# Create a DataFrame

A DataFrame is an object that stores data as rows and columns. You can think of a DataFrame as a spreadsheet or as a SQL table. You can manually create a DataFrame or fill it with data from a CSV, an Excel spreadsheet, or a SQL query.

DataFrames have rows and columns. Each column has a name, which is a string. Each row has an index, which is an integer. DataFrames can contain many different data types: strings, ints, floats, tuples, etc.

## Convert from list

We can add data using lists. For example, we can pass in a list of lists, where each one represents a row of data. Use the keyword argument `columns` to pass a list of column names.

```python
df2 = pd.DataFrame([
    ['John Smith', '123 Main St.', 34],
    ['Jane Doe', '456 Maple Ave.', 28],
    ['Joe Schmo', '789 Broadway', 51]
    ],
    columns=['name', 'address', 'age'])
```

This command produces a DataFrame `df2` that looks like this:

| name       | address        | age |
| ---------- | -------------- | --- |
| John Smith | 123 Main St.   | 34  |
| Jane Doe   | 456 Maple Ave. | 28  |
| Joe Schmo  | 789 Broadway   | 51  |

In this example, we were able to control the ordering of the columns because we used lists.

## Convert from dictionary

We can pass in a dictionary to `pd.DataFrame()`. Each key is a column name and each value is a list of column values. The columns must all be the same length or you will get an error.
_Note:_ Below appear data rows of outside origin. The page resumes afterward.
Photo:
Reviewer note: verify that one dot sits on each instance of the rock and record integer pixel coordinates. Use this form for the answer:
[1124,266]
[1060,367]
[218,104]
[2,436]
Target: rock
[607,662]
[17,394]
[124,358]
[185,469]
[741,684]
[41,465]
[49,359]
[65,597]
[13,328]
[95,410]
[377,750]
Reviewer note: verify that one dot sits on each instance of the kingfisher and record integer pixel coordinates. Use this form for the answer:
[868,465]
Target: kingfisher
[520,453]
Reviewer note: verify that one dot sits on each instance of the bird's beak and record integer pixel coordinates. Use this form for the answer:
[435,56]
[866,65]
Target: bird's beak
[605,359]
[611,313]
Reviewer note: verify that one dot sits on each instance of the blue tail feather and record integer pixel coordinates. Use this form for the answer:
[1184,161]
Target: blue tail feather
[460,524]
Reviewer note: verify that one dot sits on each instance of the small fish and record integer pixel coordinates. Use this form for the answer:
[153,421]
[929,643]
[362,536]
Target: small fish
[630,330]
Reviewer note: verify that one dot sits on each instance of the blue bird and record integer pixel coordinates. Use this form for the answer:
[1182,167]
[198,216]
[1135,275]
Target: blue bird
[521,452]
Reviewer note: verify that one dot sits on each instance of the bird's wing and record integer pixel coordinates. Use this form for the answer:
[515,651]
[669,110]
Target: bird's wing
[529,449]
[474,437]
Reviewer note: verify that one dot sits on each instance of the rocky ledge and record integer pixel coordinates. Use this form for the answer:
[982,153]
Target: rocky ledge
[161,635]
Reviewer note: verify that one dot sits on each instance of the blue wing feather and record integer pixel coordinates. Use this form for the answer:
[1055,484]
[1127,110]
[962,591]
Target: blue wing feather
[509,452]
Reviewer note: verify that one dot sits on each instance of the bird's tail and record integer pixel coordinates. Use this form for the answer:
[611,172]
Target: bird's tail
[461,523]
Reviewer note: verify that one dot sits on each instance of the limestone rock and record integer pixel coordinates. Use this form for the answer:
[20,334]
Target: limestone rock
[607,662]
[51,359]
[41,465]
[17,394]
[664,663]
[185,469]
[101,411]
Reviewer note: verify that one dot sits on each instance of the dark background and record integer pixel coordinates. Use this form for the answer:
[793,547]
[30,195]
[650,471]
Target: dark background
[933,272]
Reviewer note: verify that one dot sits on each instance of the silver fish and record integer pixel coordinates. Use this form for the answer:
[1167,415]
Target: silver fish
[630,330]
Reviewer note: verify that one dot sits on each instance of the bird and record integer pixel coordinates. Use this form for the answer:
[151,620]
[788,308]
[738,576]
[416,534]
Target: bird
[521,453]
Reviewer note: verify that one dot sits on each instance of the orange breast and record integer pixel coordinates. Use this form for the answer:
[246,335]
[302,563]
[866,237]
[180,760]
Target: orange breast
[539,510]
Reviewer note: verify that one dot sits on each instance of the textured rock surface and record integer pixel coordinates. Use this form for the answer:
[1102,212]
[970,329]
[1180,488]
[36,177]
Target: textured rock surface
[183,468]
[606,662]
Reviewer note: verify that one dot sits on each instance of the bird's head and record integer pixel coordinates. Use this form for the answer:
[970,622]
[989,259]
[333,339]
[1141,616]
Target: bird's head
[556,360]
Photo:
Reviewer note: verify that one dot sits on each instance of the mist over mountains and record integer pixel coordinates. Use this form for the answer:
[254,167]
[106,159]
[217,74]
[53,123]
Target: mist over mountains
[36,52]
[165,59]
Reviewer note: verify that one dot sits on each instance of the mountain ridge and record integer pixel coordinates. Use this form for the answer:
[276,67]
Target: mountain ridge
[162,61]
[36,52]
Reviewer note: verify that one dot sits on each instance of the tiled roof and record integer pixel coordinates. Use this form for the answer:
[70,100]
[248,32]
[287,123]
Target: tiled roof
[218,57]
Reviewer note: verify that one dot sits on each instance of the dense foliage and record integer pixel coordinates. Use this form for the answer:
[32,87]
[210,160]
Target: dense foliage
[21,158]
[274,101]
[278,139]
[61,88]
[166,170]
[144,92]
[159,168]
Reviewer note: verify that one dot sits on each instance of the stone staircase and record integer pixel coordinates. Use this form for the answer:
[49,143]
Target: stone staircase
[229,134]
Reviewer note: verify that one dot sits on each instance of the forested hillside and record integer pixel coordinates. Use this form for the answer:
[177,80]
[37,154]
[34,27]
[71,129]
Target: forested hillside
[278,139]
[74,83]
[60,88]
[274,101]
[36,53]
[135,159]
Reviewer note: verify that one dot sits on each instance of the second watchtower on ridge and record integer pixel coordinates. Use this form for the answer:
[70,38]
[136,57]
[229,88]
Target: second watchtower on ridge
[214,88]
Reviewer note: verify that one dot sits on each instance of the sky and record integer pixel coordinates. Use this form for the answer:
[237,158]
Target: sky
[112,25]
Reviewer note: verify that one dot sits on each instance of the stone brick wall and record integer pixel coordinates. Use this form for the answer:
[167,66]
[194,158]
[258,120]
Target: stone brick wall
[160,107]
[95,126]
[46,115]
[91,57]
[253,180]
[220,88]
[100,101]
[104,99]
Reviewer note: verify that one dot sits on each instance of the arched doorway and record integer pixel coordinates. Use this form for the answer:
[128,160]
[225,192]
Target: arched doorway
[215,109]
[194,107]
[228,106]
Here’s an example:

```python
df1 = pd.DataFrame({
    'name': ['John Smith', 'Jane Doe', 'Joe Schmo'],
    'address': ['123 Main St.', '456 Maple Ave.', '789 Broadway'],
    'age': [34, 28, 51]})
```

This command creates a DataFrame called `df1` that looks like this:

| address        | age | name       |
| -------------- | --- | ---------- |
| 123 Main St.   | 34  | John Smith |
| 456 Maple Ave. | 28  | Jane Doe   |
| 789 Broadway   | 51  | Joe Schmo  |

Note that the columns will appear in alphabetical order because dictionaries don’t have any inherent order for columns.

## Read in CSV file

When you have data in a CSV, you can load it into a DataFrame in Pandas using `.read_csv()`:

```python
pd.read_csv('my-csv-file.csv')
```

We can also save data to a CSV, using `.to_csv()`.

```python
df.to_csv('new-csv-file.csv')
```

In the example above, the `.to_csv()` method is called on `df` (which represents a DataFrame object). The name of the CSV file is passed in as an argument (`new-csv-file.csv`). By default, this method will save the CSV file in your current directory.